History

Sri Lanka
- Builder: Quigdao SY
- Commissioned: 1996
- Status: Inactive

General characteristics
- Type: Submarine chaser
- Displacement: 478 tonnes (470 long tons)
- Length: 62.8 m
- Beam: 7.2 m
- Draught: 2.4 m
- Propulsion: 4 × Chinese PR 230ZC diesel engines, 4 shafts
- Speed: 28 knots (52 km/h; 32 mph)
- Complement: 71
- Sensors & processing systems: 1 × Type 723 surface search radar
- Electronic warfare & decoys: Chinese copy of French Thomson-Sintra medium frequency SS-12 VDS sonar.
- Armament: 4 × Type 76A 37 mm gun (2 × 2); 4 × Type 69 14.5 mm heavy machine guns (2 × 2); 1 × Type 87 6-tubed ASW mortar; additional armaments.;
- Aircraft carried: none
- Aviation facilities: none

= SLNS Parakramabahu (P351) =

Sri Lankan navy corvette class submarine chaser

SLNS Parakramabahu (P351) was a Type 037 corvette class submarine chaser of the Sri Lanka Navy. The ship was named after King Parakramabahu I with warrior king of the ancient Sri Lankan Kingdom of Polonnaruwa. Purchased from the People's Liberation Army Navy, she served as the flagship of the fleet from 1996 to 2000.

==Operational history==
Since joining the Sri Lankan fleet in 1996 with the objective of enhancing the blue water capability of the navy, she served as the flagship of the navy from 1996 to 2000, and was deployed for patrolling the coastal waters around Sri Lanka to counter gunrunning by the LTTE. Due to this she was attached to the 7th Surveillance Command Squadron. During the Sri Lankan Civil War, Parakramabahu was involved in anti arms smuggling patrols and maritime surveillance. During the war she was involved in several sea battles with the LTTE Sea Tigers, including the 1997 battle of the coast of Mullaitivu. However, its operations were greatly limited due to frequent breakdowns and the requirement of an escort of crafts from the Fast Attack Flotilla, and found itself spending much time in port and in non operational areas.

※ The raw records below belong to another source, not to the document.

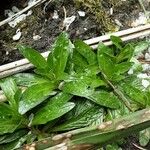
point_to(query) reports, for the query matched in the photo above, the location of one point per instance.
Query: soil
(41, 23)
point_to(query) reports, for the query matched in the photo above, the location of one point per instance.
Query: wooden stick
(18, 63)
(126, 35)
(126, 38)
(119, 33)
(38, 2)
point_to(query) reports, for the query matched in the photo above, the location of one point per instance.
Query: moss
(97, 9)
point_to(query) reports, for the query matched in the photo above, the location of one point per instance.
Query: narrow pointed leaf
(56, 107)
(28, 79)
(86, 51)
(106, 65)
(60, 52)
(35, 95)
(106, 99)
(93, 115)
(9, 88)
(33, 56)
(116, 41)
(12, 137)
(9, 120)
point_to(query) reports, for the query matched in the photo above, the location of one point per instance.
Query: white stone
(15, 9)
(130, 71)
(81, 13)
(68, 21)
(111, 11)
(55, 15)
(36, 37)
(8, 13)
(17, 36)
(146, 67)
(147, 57)
(140, 21)
(142, 75)
(118, 23)
(145, 83)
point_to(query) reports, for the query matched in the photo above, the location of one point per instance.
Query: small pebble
(55, 15)
(130, 71)
(17, 36)
(36, 37)
(145, 83)
(146, 67)
(147, 57)
(142, 75)
(81, 13)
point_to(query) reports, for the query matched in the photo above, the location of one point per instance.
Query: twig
(125, 35)
(140, 148)
(119, 33)
(118, 93)
(124, 38)
(38, 2)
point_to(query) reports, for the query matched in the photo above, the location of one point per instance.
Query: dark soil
(41, 23)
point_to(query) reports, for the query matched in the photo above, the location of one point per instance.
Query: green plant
(74, 88)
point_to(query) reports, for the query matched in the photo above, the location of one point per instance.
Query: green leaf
(122, 67)
(12, 137)
(9, 120)
(28, 79)
(116, 41)
(113, 146)
(144, 137)
(34, 95)
(141, 47)
(106, 65)
(117, 113)
(104, 98)
(134, 94)
(9, 88)
(90, 116)
(79, 61)
(33, 56)
(77, 87)
(86, 51)
(126, 53)
(56, 107)
(102, 48)
(15, 144)
(60, 52)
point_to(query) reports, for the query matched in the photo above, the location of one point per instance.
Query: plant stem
(118, 93)
(107, 132)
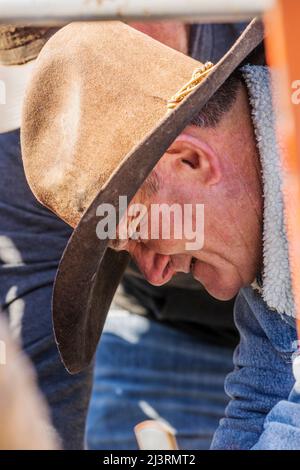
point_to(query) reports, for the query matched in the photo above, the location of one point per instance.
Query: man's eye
(189, 163)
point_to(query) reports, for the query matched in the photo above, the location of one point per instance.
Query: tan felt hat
(95, 123)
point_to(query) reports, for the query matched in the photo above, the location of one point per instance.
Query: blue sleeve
(262, 379)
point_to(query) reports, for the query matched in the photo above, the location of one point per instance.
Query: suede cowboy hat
(104, 104)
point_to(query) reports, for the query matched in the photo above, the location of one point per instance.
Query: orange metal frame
(283, 42)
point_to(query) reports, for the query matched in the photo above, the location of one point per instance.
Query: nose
(156, 268)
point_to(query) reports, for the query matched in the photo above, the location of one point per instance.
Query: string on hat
(198, 75)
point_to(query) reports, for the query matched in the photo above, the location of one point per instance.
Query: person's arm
(282, 425)
(262, 378)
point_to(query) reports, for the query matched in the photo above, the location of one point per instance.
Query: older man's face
(218, 170)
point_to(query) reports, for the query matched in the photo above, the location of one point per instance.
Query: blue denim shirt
(264, 411)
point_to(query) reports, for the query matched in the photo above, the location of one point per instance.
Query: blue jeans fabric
(32, 240)
(264, 411)
(145, 370)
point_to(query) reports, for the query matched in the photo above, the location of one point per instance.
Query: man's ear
(192, 154)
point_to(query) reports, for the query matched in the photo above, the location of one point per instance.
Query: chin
(222, 291)
(219, 289)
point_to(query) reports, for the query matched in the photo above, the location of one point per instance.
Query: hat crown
(97, 90)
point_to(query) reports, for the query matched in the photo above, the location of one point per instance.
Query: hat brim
(89, 272)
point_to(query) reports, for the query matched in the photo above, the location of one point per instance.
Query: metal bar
(283, 37)
(54, 11)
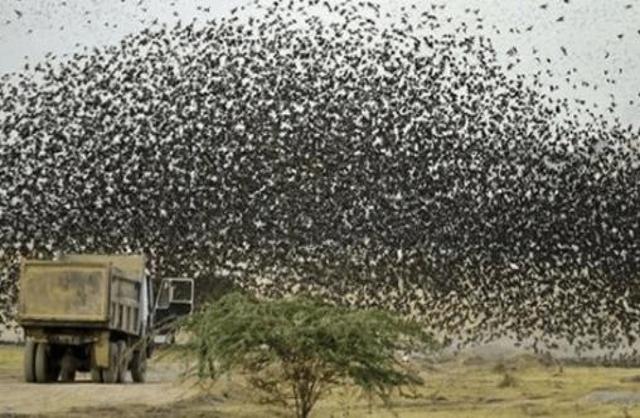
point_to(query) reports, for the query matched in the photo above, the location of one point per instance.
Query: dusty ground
(164, 386)
(464, 386)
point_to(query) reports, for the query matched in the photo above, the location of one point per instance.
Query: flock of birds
(304, 146)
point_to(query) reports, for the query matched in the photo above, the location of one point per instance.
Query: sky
(598, 36)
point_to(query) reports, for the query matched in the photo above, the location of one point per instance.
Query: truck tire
(96, 375)
(110, 374)
(68, 368)
(139, 366)
(29, 361)
(122, 362)
(45, 369)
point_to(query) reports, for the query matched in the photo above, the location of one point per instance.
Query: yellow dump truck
(87, 313)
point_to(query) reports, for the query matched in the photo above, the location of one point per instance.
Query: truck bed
(78, 294)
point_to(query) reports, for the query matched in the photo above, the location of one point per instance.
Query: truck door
(174, 300)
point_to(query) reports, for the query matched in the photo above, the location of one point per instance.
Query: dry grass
(453, 389)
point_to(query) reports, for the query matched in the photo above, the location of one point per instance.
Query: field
(460, 386)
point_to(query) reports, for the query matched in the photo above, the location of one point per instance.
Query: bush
(298, 349)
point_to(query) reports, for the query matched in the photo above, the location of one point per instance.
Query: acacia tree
(295, 350)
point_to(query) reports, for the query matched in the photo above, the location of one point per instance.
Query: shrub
(295, 350)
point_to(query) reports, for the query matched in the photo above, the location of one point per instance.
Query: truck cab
(93, 313)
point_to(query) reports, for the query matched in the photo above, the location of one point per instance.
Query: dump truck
(88, 313)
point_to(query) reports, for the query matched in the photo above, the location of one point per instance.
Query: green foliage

Since early 2000, it was based at SLNS Dakshina in Galle, without going to sea due to breakdowns and SLNS Sayura took over as the flagship in late 2000. She capsized and sank at her moorings at SLNS Dakshina when she was hit by the 2004 Indian Ocean tsunami. She was later re-floated by the Navy. She was damaged when the LTTE attacked SLNS Dakshina in 2006.